BY Godwin Oritse
MOBIL Producing Nigeria Unlimited, has warned that Nigeria’s crude oil and gas production risks a decline of 40 percent in the next 10 years if urgent steps were not taken to maintain or increase the current level of production.
While unveiling its 2012 outlook for the energy industry, Exxonmobil disclosed that it would need about $11 billion investment to increase its production level in Nigeria, adding that since oil was discovered in Nigeria, the industry has not experienced a real growth.
Speaking to newsmen in Lagos yesterday, General Manager, Operational Technical Geoscience Department of Exxonmobli, Mr.
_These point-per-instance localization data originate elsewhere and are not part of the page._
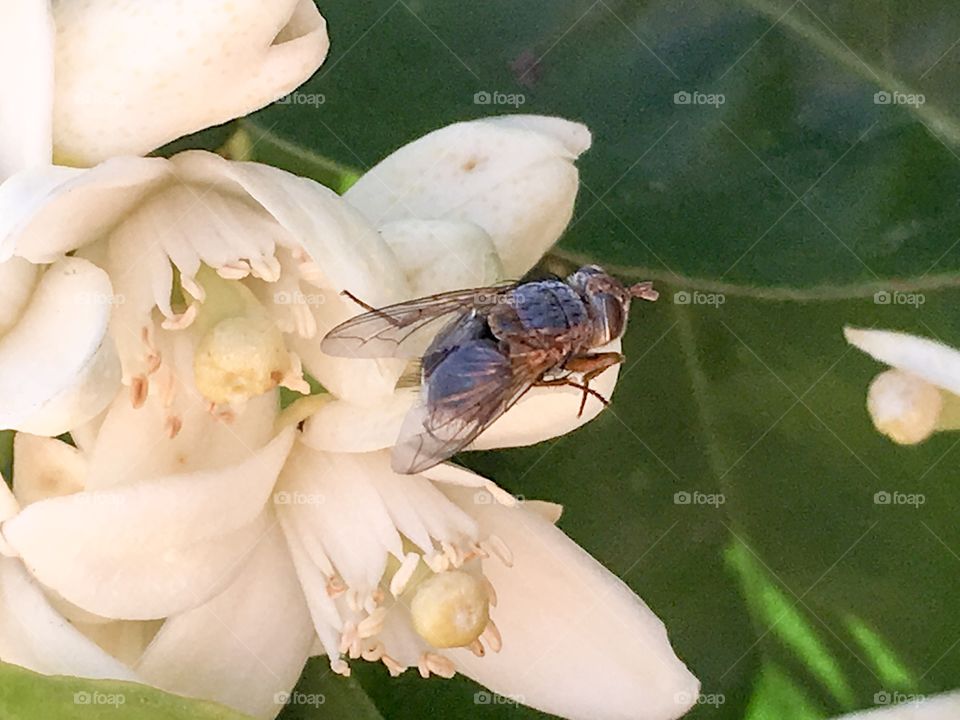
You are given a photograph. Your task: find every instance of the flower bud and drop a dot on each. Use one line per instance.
(903, 406)
(450, 609)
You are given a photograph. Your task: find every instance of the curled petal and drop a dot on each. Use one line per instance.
(349, 256)
(244, 648)
(441, 255)
(582, 645)
(934, 362)
(170, 69)
(58, 366)
(26, 85)
(17, 281)
(150, 549)
(45, 467)
(35, 636)
(46, 212)
(513, 177)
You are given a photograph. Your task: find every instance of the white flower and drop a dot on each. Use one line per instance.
(252, 532)
(90, 80)
(86, 80)
(919, 395)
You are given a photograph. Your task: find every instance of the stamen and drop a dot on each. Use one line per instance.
(372, 624)
(439, 665)
(393, 667)
(340, 667)
(173, 426)
(491, 634)
(139, 388)
(401, 577)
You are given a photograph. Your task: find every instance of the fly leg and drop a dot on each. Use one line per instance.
(555, 382)
(591, 365)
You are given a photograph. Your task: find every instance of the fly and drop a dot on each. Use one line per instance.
(481, 349)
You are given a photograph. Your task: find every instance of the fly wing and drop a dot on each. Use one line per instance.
(472, 387)
(405, 330)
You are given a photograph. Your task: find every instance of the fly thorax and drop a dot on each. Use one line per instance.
(608, 317)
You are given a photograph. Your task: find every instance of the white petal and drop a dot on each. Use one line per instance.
(541, 414)
(327, 499)
(937, 707)
(152, 548)
(58, 366)
(170, 69)
(441, 255)
(935, 362)
(47, 212)
(348, 251)
(34, 635)
(45, 468)
(17, 281)
(26, 85)
(515, 179)
(133, 444)
(342, 426)
(577, 642)
(243, 647)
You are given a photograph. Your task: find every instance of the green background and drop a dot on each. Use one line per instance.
(796, 199)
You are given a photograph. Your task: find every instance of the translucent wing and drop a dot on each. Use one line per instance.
(472, 387)
(406, 329)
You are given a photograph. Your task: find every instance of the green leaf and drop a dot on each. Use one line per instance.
(798, 179)
(321, 693)
(26, 695)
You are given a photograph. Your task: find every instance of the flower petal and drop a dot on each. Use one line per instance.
(245, 648)
(577, 642)
(172, 68)
(349, 256)
(46, 212)
(514, 178)
(441, 255)
(17, 281)
(150, 549)
(35, 636)
(44, 468)
(58, 366)
(26, 79)
(935, 362)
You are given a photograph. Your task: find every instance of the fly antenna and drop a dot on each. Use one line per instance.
(644, 291)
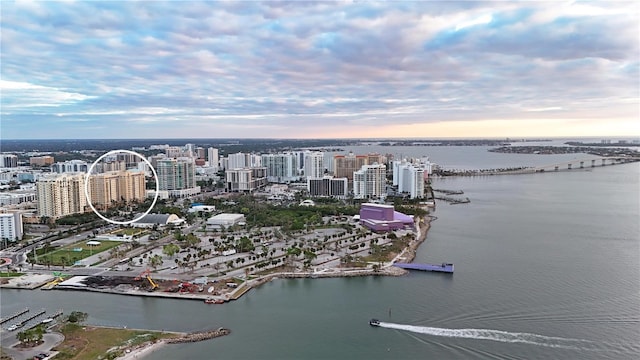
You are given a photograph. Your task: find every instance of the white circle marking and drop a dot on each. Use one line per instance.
(86, 187)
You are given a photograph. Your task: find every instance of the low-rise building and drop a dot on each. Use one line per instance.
(328, 186)
(11, 226)
(159, 220)
(246, 179)
(381, 217)
(225, 220)
(41, 160)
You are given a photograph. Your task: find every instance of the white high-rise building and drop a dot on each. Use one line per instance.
(8, 160)
(328, 186)
(61, 195)
(409, 178)
(370, 182)
(117, 187)
(239, 160)
(213, 157)
(71, 166)
(246, 179)
(281, 168)
(11, 226)
(177, 177)
(314, 164)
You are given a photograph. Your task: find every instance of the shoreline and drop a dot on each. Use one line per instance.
(142, 350)
(407, 255)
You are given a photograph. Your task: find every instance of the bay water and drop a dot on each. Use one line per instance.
(547, 266)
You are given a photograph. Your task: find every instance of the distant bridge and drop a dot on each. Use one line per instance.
(564, 166)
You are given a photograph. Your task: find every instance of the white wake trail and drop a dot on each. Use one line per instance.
(496, 335)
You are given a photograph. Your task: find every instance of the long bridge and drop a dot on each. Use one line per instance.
(577, 164)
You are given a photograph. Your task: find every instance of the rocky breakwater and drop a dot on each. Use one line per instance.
(199, 336)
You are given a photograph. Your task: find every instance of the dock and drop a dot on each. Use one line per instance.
(14, 315)
(444, 267)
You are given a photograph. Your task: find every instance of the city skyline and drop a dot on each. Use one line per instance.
(90, 70)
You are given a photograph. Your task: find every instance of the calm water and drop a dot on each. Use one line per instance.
(547, 267)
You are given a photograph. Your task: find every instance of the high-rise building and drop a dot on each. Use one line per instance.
(370, 182)
(11, 226)
(174, 152)
(345, 165)
(213, 157)
(41, 160)
(200, 153)
(177, 176)
(409, 178)
(71, 166)
(328, 186)
(61, 195)
(281, 168)
(314, 164)
(190, 150)
(239, 160)
(116, 187)
(8, 160)
(109, 166)
(246, 179)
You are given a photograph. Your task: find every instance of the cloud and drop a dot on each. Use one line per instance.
(294, 67)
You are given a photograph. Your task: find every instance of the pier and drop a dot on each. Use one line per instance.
(578, 164)
(14, 315)
(34, 316)
(444, 267)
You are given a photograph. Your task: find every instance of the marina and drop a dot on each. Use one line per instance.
(444, 267)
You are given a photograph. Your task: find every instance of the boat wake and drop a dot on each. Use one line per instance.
(496, 335)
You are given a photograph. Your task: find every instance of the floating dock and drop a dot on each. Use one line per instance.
(14, 315)
(444, 267)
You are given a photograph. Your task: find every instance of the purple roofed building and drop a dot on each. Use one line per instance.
(380, 217)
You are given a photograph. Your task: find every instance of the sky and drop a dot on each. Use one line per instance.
(319, 69)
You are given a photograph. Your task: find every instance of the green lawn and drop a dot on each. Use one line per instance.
(73, 252)
(10, 274)
(128, 231)
(94, 342)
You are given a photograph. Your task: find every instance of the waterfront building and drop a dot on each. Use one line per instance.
(409, 178)
(177, 177)
(17, 197)
(246, 179)
(41, 160)
(117, 187)
(71, 166)
(314, 164)
(328, 186)
(238, 160)
(11, 227)
(345, 165)
(158, 220)
(175, 152)
(281, 168)
(109, 166)
(200, 153)
(370, 182)
(213, 157)
(381, 217)
(225, 220)
(8, 161)
(61, 195)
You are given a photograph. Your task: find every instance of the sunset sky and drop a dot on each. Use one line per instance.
(303, 69)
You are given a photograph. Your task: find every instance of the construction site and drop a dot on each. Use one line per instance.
(143, 284)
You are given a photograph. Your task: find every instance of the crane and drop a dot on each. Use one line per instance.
(147, 275)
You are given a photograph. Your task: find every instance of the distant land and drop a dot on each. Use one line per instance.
(232, 145)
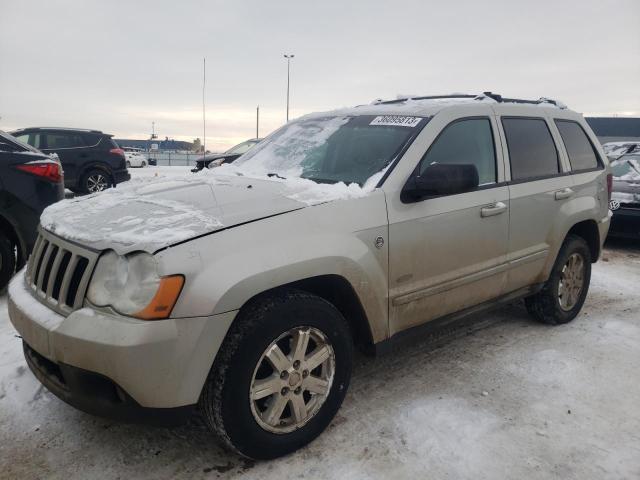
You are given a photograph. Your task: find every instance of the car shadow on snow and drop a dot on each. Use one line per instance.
(192, 448)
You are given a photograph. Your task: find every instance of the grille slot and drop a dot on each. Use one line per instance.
(58, 272)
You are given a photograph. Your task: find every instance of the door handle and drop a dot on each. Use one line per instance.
(564, 193)
(495, 209)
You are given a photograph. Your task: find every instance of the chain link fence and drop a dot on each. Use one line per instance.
(169, 158)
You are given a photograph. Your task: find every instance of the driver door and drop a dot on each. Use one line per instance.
(448, 253)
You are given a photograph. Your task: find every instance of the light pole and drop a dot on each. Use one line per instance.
(288, 57)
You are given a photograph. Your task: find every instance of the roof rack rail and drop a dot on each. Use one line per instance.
(421, 97)
(61, 128)
(494, 96)
(500, 99)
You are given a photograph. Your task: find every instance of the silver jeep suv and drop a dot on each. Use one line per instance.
(241, 291)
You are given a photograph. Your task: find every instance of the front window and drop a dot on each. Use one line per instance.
(627, 167)
(332, 149)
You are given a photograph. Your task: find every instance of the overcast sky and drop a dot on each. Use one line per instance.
(119, 65)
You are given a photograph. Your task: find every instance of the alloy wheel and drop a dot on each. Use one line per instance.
(292, 380)
(97, 182)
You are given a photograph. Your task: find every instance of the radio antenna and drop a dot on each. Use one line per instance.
(204, 117)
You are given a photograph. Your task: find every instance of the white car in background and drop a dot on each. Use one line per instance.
(135, 157)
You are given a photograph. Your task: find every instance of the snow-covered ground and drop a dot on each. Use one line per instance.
(509, 398)
(513, 399)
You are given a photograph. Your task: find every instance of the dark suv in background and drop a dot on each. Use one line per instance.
(29, 182)
(92, 160)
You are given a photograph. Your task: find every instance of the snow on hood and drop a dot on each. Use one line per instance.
(155, 212)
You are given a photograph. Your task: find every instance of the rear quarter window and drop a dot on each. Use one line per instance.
(532, 151)
(91, 139)
(64, 140)
(582, 154)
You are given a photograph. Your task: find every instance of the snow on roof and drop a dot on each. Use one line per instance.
(430, 105)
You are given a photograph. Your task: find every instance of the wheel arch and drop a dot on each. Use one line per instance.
(588, 230)
(338, 291)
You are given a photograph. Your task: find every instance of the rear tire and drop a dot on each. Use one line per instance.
(96, 180)
(7, 261)
(243, 413)
(564, 293)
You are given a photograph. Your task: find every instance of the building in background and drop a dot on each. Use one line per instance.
(615, 129)
(163, 145)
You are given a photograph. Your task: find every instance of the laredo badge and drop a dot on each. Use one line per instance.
(396, 121)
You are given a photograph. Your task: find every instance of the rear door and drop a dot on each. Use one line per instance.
(448, 253)
(539, 186)
(71, 150)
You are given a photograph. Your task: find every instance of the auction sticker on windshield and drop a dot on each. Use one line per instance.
(396, 121)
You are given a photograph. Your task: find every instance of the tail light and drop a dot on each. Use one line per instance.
(47, 170)
(117, 151)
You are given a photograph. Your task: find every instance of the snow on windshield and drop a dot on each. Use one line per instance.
(284, 151)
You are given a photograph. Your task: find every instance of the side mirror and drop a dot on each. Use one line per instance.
(441, 179)
(7, 147)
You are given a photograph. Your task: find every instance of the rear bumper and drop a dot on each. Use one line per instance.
(120, 176)
(625, 223)
(133, 364)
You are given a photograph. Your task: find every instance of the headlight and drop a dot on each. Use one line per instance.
(131, 285)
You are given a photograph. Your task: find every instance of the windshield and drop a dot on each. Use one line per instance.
(241, 148)
(332, 149)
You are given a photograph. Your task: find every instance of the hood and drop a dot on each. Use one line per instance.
(152, 215)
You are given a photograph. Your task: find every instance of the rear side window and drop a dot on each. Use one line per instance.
(532, 152)
(582, 155)
(33, 139)
(467, 141)
(64, 140)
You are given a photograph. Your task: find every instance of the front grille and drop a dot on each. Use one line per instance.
(58, 272)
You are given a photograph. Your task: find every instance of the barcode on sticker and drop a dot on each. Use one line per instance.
(396, 121)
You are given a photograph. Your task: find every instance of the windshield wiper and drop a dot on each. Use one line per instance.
(633, 166)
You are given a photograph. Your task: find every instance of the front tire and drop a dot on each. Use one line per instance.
(564, 293)
(280, 376)
(7, 260)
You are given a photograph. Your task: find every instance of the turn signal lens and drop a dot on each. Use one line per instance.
(164, 300)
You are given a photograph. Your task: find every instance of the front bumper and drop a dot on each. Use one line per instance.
(625, 223)
(136, 364)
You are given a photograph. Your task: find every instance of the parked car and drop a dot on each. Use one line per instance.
(217, 159)
(242, 293)
(29, 182)
(135, 157)
(92, 160)
(625, 199)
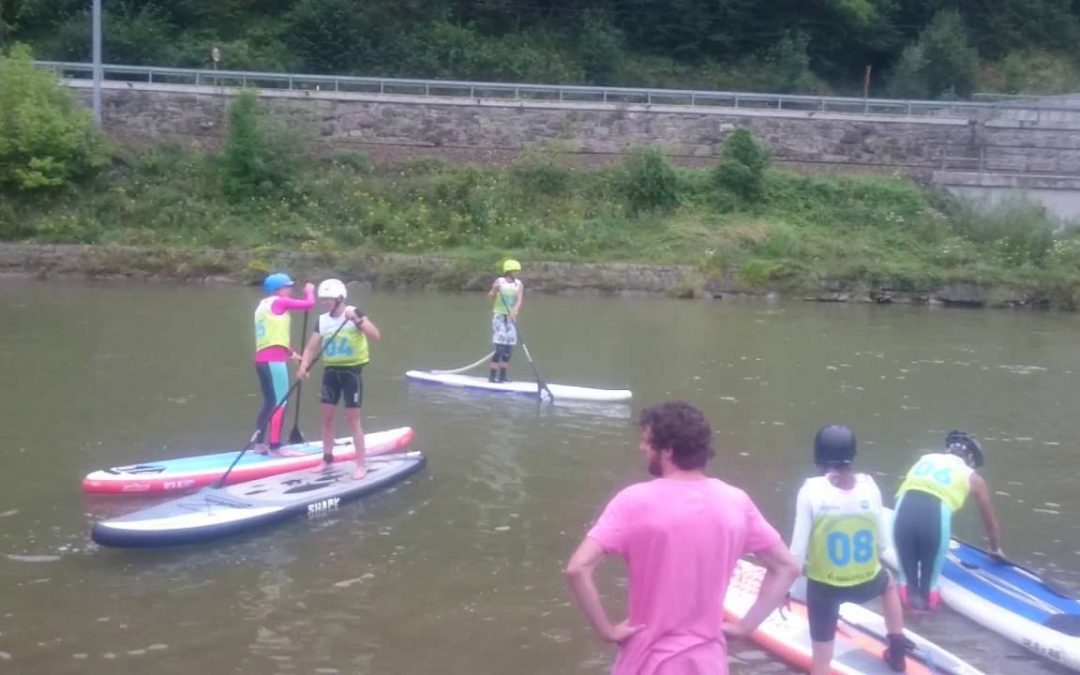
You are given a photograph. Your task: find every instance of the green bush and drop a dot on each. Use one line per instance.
(260, 156)
(46, 139)
(741, 170)
(1039, 72)
(1015, 231)
(649, 181)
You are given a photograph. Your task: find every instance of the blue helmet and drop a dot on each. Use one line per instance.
(834, 445)
(273, 283)
(959, 440)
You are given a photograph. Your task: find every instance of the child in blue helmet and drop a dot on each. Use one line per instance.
(840, 534)
(272, 351)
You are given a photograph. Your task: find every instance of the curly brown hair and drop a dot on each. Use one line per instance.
(683, 428)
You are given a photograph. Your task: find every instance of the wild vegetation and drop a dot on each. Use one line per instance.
(742, 219)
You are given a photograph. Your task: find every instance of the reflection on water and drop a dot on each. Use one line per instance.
(458, 570)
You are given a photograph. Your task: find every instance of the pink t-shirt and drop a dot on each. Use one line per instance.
(680, 540)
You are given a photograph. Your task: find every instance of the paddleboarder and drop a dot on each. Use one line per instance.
(680, 536)
(839, 537)
(342, 333)
(935, 488)
(508, 292)
(272, 352)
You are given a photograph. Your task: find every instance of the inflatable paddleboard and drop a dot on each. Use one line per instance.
(860, 636)
(186, 473)
(567, 392)
(1011, 601)
(213, 513)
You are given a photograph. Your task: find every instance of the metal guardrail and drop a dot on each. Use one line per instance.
(692, 98)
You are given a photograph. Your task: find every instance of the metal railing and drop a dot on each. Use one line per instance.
(501, 91)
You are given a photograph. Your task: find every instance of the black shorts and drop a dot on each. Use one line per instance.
(343, 382)
(824, 601)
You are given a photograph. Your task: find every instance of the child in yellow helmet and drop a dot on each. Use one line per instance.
(508, 293)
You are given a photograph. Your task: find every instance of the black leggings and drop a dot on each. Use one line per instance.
(921, 532)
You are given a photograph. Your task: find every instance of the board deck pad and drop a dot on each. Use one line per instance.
(187, 473)
(523, 388)
(1011, 601)
(786, 633)
(212, 513)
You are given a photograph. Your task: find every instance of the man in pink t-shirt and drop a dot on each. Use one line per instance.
(680, 536)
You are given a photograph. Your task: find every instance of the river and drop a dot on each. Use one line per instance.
(459, 570)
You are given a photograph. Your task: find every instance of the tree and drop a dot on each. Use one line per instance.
(329, 36)
(599, 44)
(908, 77)
(741, 171)
(256, 159)
(941, 63)
(46, 139)
(952, 63)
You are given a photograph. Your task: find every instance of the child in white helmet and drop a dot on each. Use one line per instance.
(342, 334)
(508, 293)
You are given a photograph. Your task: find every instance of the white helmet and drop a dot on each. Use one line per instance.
(333, 288)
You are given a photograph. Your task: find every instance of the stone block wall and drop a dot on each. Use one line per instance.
(482, 130)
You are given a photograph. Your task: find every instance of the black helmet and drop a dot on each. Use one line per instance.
(834, 444)
(961, 440)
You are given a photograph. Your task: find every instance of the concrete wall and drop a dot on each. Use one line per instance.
(394, 125)
(1060, 194)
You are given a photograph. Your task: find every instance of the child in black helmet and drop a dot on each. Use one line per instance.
(839, 537)
(935, 488)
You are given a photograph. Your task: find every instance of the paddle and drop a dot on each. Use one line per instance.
(220, 482)
(295, 437)
(541, 386)
(486, 358)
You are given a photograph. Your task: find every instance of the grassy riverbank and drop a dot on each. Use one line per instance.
(788, 231)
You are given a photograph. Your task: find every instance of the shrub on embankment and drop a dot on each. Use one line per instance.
(753, 226)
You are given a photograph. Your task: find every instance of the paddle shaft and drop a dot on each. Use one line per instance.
(541, 386)
(295, 436)
(261, 428)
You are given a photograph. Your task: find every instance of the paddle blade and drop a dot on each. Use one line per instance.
(296, 437)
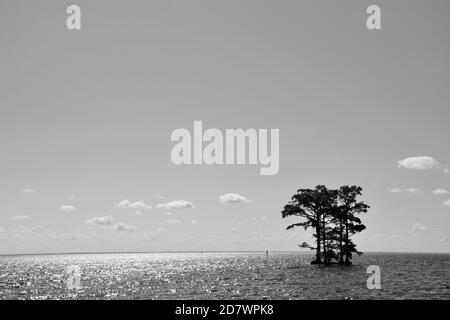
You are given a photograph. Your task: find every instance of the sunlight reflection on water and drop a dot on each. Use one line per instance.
(222, 276)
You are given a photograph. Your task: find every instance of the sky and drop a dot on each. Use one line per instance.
(86, 118)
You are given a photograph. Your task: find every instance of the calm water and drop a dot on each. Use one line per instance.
(222, 276)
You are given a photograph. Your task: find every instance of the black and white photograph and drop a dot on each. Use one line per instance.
(250, 151)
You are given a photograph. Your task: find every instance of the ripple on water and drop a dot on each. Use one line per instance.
(222, 276)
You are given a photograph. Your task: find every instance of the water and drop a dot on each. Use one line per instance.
(222, 276)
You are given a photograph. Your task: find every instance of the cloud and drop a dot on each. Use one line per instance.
(389, 237)
(173, 221)
(153, 235)
(101, 221)
(418, 163)
(19, 218)
(67, 208)
(232, 198)
(124, 227)
(440, 191)
(33, 229)
(127, 204)
(177, 204)
(419, 227)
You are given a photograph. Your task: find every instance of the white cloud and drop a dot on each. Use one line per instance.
(419, 227)
(232, 198)
(124, 227)
(440, 191)
(139, 205)
(177, 204)
(173, 221)
(67, 208)
(33, 229)
(419, 163)
(127, 204)
(19, 218)
(101, 221)
(153, 235)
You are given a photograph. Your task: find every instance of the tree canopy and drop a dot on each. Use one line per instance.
(333, 216)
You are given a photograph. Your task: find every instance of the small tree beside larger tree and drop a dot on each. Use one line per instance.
(332, 214)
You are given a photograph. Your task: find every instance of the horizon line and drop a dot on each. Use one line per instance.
(199, 251)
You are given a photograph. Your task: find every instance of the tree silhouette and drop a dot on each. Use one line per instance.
(332, 215)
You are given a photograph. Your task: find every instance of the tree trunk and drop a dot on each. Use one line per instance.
(318, 258)
(347, 244)
(341, 249)
(325, 256)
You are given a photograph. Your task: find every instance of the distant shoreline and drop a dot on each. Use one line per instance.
(215, 251)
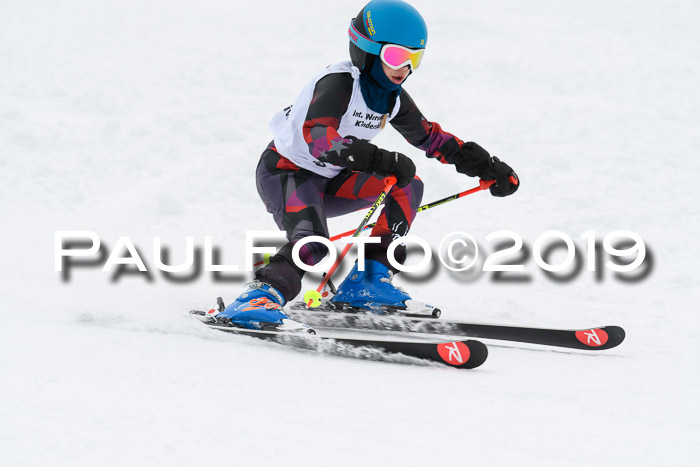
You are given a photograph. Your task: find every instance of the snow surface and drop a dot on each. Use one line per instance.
(146, 118)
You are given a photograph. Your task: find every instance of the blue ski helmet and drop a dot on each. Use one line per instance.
(385, 22)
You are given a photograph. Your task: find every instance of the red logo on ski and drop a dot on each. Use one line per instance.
(592, 337)
(454, 353)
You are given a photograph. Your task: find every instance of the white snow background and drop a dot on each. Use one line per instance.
(147, 118)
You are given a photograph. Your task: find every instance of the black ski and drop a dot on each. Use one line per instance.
(465, 354)
(599, 338)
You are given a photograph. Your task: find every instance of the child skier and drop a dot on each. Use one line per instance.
(322, 164)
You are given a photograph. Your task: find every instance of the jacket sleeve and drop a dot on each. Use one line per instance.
(329, 103)
(469, 157)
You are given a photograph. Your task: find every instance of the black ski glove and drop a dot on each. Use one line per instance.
(475, 161)
(396, 164)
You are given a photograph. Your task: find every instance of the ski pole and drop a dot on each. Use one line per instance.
(312, 298)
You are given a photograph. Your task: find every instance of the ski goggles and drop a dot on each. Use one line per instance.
(394, 56)
(397, 56)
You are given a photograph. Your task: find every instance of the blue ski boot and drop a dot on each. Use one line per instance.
(260, 307)
(372, 290)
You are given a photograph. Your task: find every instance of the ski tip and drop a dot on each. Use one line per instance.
(463, 354)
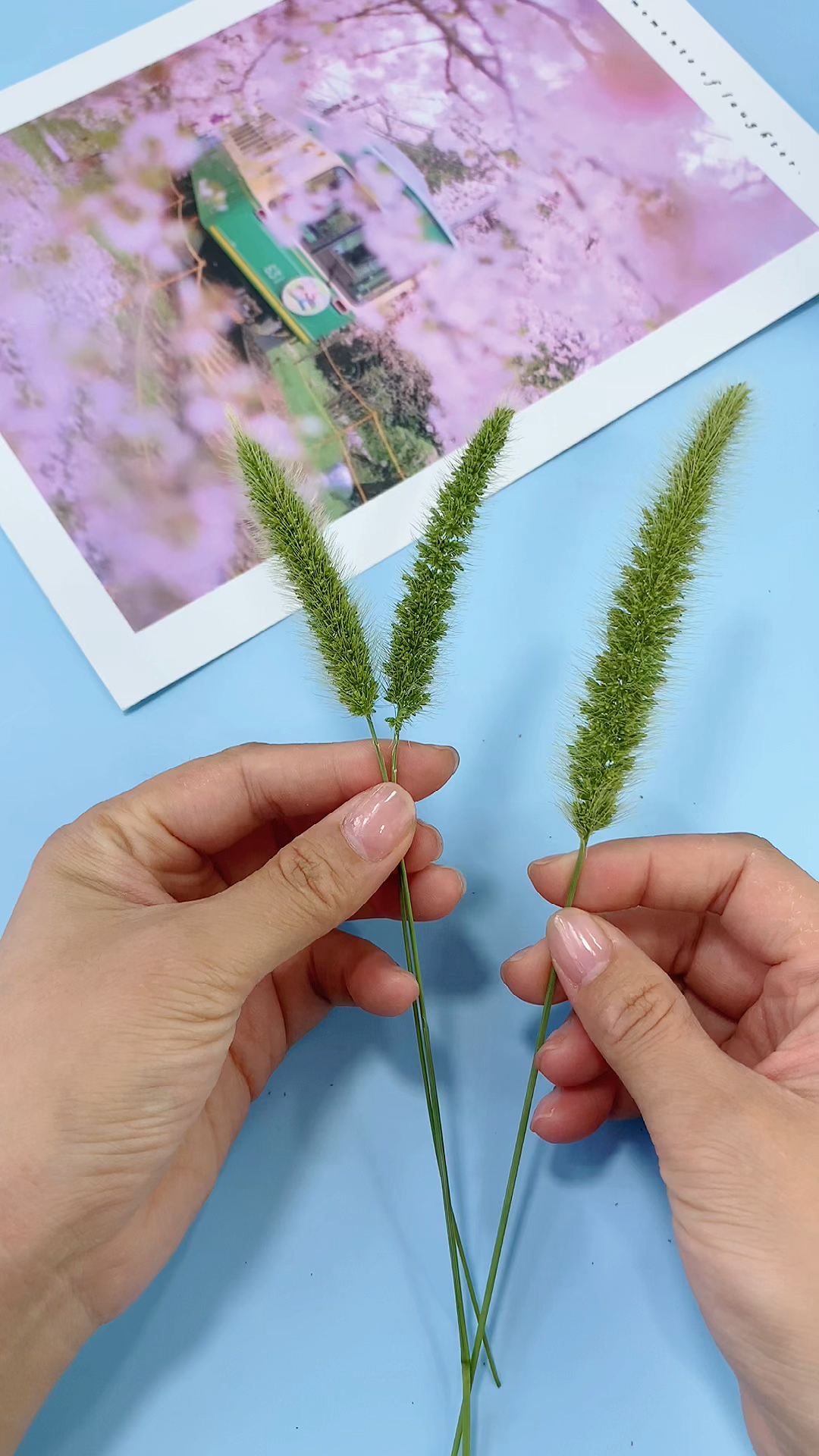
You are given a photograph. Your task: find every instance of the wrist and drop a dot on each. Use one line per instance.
(42, 1327)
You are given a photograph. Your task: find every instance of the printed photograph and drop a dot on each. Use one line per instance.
(359, 224)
Andrew Ejayeriese, said for Nigeria to sustain its leadership position in Africa, it must create the right condition and take quick decisions that enhance the overall production chain.
He said: “The current draft PIB proposes fiscal and non-fiscal recommendations that will not encourage investment in the industry, nor will it offset natural decline as fields mature.
“An operator needs to reinvest about 50 percent of annual cash flow to keep production flat.
“Without new investments, Nigeria’s production will decline by 40 percent by 2020, while it could potentially grow by nearly 50 percent within same period, with continued and planned investments of $110 billion.
“Without investments, the industry will not replace declining production, let alone grow.
“Clearly, a tragedy for a country blessed with such a significant hydrocarbon endowment. ExxonMobil is supportive of the restructuring objectives and as part of OPTS, is committed to providing industry’s input to the evolution.”
He said Nigeria had the potential to remain the leading hydrocarbon producer and exporter in Africa for the foreseeable future.
He added that it must put measures in place that allow investors to achieve a competitive return, to operate in the most effective and efficient manner possible, and have a stable, fair investment environment.